Reviewing the Amiga port, most publications spoke favourably of the game's appearance. Amiga Power, CU Amiga and The One magazines all highlighted the amount of disk swapping required to play the game as a drawback. Reaction to the changes in the controls required to adapt from the three buttons available on the Mega Drive controller to the single button common on most Amiga joysticks were mixed. Amiga Format said of hitting the button in an attempt to shoot at the goal, "occasionally the ball flies into the onion bag; other times it seems you are just passing the ball to the keeper." Amiga Power described the outcome of pressing the button as random.
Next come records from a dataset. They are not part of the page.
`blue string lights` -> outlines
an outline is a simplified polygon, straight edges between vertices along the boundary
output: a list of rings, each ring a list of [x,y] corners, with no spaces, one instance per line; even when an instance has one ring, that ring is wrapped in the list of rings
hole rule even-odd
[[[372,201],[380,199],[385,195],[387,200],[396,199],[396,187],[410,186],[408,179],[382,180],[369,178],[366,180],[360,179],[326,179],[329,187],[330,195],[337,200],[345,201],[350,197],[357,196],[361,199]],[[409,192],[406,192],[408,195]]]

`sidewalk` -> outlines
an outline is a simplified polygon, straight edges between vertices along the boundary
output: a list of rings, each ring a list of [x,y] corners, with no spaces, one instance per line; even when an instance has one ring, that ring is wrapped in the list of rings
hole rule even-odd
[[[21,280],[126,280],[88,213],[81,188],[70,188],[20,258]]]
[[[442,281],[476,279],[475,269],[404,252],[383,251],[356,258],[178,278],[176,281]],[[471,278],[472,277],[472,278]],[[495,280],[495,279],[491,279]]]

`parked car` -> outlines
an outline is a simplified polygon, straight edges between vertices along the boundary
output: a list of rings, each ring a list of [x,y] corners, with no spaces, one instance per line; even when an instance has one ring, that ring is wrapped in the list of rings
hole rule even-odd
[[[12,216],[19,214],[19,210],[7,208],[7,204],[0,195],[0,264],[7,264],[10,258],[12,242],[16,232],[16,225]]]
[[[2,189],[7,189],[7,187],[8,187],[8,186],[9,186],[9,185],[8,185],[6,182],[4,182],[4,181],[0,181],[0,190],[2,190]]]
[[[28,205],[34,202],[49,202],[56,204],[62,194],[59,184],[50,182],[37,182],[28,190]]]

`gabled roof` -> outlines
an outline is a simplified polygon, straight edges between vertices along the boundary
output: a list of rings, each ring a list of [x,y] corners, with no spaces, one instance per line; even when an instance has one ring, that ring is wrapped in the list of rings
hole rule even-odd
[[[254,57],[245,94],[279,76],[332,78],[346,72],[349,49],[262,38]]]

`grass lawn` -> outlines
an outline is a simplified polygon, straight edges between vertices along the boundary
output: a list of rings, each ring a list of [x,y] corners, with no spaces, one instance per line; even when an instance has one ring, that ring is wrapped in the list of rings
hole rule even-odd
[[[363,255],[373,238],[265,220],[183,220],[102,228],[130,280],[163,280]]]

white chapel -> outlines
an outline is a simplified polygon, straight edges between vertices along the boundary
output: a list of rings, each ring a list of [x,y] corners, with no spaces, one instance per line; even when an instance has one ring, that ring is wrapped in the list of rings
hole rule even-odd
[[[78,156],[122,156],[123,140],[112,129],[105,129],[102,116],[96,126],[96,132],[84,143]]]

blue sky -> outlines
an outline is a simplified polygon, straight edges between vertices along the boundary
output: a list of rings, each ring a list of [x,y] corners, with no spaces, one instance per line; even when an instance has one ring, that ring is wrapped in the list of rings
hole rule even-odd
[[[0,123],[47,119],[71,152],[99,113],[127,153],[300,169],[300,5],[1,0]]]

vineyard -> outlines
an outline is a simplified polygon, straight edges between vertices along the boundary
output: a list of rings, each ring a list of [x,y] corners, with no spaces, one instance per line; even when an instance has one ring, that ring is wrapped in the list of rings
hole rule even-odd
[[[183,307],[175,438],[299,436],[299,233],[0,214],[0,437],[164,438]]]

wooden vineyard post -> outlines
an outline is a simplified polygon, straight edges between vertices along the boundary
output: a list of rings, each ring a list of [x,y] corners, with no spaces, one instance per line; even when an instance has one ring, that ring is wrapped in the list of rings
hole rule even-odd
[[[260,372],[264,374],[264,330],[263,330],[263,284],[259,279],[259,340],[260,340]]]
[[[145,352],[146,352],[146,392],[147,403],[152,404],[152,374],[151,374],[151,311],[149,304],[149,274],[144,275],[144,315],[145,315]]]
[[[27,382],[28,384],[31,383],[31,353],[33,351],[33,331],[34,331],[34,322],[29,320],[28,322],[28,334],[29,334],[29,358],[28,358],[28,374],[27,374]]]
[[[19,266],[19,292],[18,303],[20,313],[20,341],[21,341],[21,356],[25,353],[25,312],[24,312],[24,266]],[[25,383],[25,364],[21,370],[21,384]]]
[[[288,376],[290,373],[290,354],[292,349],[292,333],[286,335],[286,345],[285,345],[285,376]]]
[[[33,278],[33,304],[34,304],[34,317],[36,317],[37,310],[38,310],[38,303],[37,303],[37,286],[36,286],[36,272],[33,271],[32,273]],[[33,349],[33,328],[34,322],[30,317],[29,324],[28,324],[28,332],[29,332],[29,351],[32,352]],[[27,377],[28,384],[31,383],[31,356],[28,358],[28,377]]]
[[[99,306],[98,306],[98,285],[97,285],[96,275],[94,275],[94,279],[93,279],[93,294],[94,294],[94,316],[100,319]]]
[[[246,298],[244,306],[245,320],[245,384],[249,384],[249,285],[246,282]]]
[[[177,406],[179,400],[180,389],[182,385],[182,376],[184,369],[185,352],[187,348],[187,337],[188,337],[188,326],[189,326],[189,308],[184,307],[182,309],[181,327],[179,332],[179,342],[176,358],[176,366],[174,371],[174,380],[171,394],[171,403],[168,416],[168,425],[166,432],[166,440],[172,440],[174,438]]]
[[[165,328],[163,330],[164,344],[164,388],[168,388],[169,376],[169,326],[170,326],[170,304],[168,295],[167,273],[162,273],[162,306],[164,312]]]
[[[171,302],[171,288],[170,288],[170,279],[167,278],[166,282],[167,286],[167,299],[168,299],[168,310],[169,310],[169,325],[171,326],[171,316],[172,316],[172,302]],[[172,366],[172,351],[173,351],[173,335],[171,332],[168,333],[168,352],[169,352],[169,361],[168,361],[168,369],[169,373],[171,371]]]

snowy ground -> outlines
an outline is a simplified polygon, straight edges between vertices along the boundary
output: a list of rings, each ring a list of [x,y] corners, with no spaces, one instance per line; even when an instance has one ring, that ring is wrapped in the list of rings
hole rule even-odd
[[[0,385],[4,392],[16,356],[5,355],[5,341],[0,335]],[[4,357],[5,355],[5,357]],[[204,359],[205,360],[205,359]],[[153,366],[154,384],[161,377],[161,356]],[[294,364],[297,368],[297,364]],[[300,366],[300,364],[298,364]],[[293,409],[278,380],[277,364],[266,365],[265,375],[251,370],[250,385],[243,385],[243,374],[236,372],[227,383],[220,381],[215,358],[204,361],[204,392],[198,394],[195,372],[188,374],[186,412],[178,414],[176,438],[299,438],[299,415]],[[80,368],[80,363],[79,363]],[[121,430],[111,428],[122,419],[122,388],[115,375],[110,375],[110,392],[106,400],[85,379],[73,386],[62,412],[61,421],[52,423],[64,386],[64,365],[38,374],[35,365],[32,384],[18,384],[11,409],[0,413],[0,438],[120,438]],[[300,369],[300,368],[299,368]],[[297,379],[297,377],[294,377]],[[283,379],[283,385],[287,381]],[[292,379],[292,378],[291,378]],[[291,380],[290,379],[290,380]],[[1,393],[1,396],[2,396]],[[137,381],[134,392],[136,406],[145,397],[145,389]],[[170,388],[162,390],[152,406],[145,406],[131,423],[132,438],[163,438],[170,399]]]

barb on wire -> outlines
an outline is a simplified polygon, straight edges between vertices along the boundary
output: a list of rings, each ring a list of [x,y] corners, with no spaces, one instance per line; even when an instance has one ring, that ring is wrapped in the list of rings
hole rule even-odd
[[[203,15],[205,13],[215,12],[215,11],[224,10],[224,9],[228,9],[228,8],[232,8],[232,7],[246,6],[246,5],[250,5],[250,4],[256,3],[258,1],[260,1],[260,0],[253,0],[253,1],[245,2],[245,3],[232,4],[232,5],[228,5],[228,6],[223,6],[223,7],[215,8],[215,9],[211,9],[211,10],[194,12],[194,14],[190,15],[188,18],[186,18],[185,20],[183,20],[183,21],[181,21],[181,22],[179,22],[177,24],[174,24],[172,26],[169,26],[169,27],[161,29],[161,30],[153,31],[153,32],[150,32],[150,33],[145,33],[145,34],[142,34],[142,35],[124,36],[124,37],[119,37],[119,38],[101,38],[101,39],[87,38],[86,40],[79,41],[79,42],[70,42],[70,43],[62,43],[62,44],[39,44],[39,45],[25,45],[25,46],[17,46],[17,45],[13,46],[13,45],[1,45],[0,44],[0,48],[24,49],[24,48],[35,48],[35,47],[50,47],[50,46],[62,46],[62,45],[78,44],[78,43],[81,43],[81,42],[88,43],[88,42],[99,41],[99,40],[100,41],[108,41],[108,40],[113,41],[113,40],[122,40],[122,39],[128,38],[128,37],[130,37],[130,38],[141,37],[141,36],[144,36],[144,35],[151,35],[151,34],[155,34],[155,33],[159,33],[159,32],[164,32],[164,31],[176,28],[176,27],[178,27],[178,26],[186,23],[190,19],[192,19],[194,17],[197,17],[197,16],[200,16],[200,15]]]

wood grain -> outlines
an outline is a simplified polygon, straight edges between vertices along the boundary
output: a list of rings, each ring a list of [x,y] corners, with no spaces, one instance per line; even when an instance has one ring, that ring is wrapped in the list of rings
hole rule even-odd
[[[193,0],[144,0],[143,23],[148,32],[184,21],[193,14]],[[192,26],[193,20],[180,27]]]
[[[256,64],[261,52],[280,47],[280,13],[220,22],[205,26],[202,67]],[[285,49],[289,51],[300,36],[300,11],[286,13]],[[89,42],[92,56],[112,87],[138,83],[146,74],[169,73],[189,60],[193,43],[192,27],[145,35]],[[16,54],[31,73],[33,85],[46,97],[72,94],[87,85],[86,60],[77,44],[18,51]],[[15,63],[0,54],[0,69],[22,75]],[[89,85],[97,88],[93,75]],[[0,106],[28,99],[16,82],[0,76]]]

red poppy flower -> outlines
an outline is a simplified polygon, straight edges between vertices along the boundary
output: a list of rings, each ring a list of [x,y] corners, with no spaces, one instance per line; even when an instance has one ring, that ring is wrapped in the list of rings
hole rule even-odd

The One, however, describes the control system as "excellent – to the point that it's easier to control" in comparison to the Mega Drive.

Review scores
| Publication | Score |  |  |  |  |  |  |
| 3DO | Amiga | DOS | Game Boy | Game Gear | Sega Genesis | SNES |
| Amiga Power | N/A | 76% | N/A | N/A | N/A | N/A | N/A |
| Computer and Video Games | N/A | N/A | 86/100 | 78/100 | N/A | 92% 86% (CD) | 90/100 |
| Edge | 7/10 | N/A | N/A | N/A | N/A | 8/10 | N/A |
| Electronic Gaming Monthly | N/A | N/A | N/A | N/A | N/A | N/A | 33/40 |
| GamePro | 18/20 | N/A | N/A | N/A | N/A | 19/20 17.5/20 (CD) | 16.5/20 |
| Mean Machines Sega | N/A | N/A | N/A | N/A | N/A | 94% | N/A |
| Next Generation | 5/5 | N/A | N/A | N/A | N/A | N/A | 5/5 |
| Official Nintendo Magazine | N/A | N/A | N/A | 40/100 | N/A | N/A | 92/100 |
| Player One | N/A | N/A | N/A | N/A | 90% | 94% (CD) | N/A |
| Video Games (DE) | N/A | N/A | N/A | 82% | N/A | 77% | 82% |
| CU Amiga | N/A | 89% | N/A | N/A | N/A | N/A | N/A |
| The One | N/A | 87% | N/A | N/A | N/A | N/A | N/A |

=== Accolades ===
In 1996, Next Generation listed the Genesis and 3DO versions as number 71 on their "Top 100 Games of All Time", saying it "put 3DO on the map after a year of disappointing titles for the system, and ... breathed life into EA's flagging sports line-up." They cited the zooming camera angles and the ability to have up to six players on the 3DO version as highlights. VideoGames awarded it Best 3DO Game of 1994. In 1995, Total! ranked the game 18th in their "Top 100 SNES Games." They praised the isometric graphics that gave the game more realistic and better animated visuals and praised the sound effects. In 1995, Flux magazine rated the 3DO version 53rd on its Top 100 Video Games writing: "Player Controllable camera angles help make FIFA 3DO, without a doubt, the most advanced sports title to date."

== Legacy ==
A sequel, FIFA Soccer 95, was released in July 1994 exclusively for the Mega Drive/Genesis. This started the FIFA series, with a new game released every year since in the main series, alongside spin-off series games based around a particular tournament. The series passed 100 million total sales in 2010, and EA's licence to use the FIFA title runs through to 2022. The Sega Genesis version was included as an extra in the sixth-generation console versions of FIFA 06, which has been referred as FIFA 94.